The FTSE 100 index of the UK, meanwhile, was trading 0.04% lower at 8,777.49 around 4:20 pm IST.

The Dow Jones index as well as the S&P 500 were down by 0.27% and 0.39% respectively, while the Nasdaq was trading 0.38% lower at 19,142.71.

Currency Watch
The Indian Rupee has faced recent headwinds, becoming one of the worst performers among Asian currencies. This depreciation is attributed to concerns over rising COVID-19 cases in some Asian regions, foreign fund outflows from domestic equities, higher global bond yields, and a general downturn in market sentiment.

“Looking ahead, the spot USDINR pair is anticipated to encounter resistance around the 86-level, with support identified at 84.95 in the near term,” believes Dilip Parmar, Senior Research Analyst at HDFC Securities

Other Asian currencies rose between 0.1% to 0.6% as the dollar index drooped to a two-week low before paring losses to last quote at 99.6.
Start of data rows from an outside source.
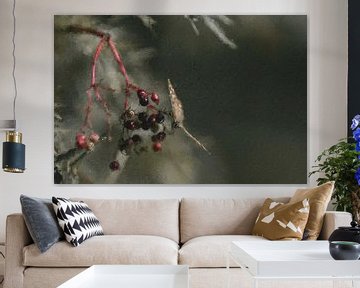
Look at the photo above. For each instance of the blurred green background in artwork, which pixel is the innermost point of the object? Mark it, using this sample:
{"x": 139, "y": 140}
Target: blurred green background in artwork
{"x": 242, "y": 81}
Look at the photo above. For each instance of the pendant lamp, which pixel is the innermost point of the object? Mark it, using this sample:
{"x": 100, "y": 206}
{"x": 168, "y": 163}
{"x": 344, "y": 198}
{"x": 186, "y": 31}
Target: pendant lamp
{"x": 13, "y": 149}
The dollar has been weighed down by concerns about U.S. fiscal policy and fading optimism about the cooling of trade tensions, as investors await details on signs of progress on trade talks.

Crude impact
Oil prices rose more than 1% on Wednesday after reports that Israel could be preparing to strike Iranian nuclear facilities raised fears of a supply disruption in the Middle East.

Brent futures rose 79 cents, or 1.2%, to $66.17 a barrel by 1018 GMT. U.S. West Texas Intermediate crude jumped 82 cents, or 1.3%, to $62.85.

Considering Iran exports more than 1.5 million barrels per day (bpd), fears of supply disruptions have helped to drive prices higher. Iran is the third-largest producer among the members of the Organization of the Petroleum Exporting Countries (OPEC) and an Israeli attack could upset flows from the country.

There are also concerns that Iran could retaliate by blocking oil tanker flows through the Strait of Hormuz, through which Saudi Arabia, Kuwait, Iraq and the United Arab Emirates export crude oil and fuel.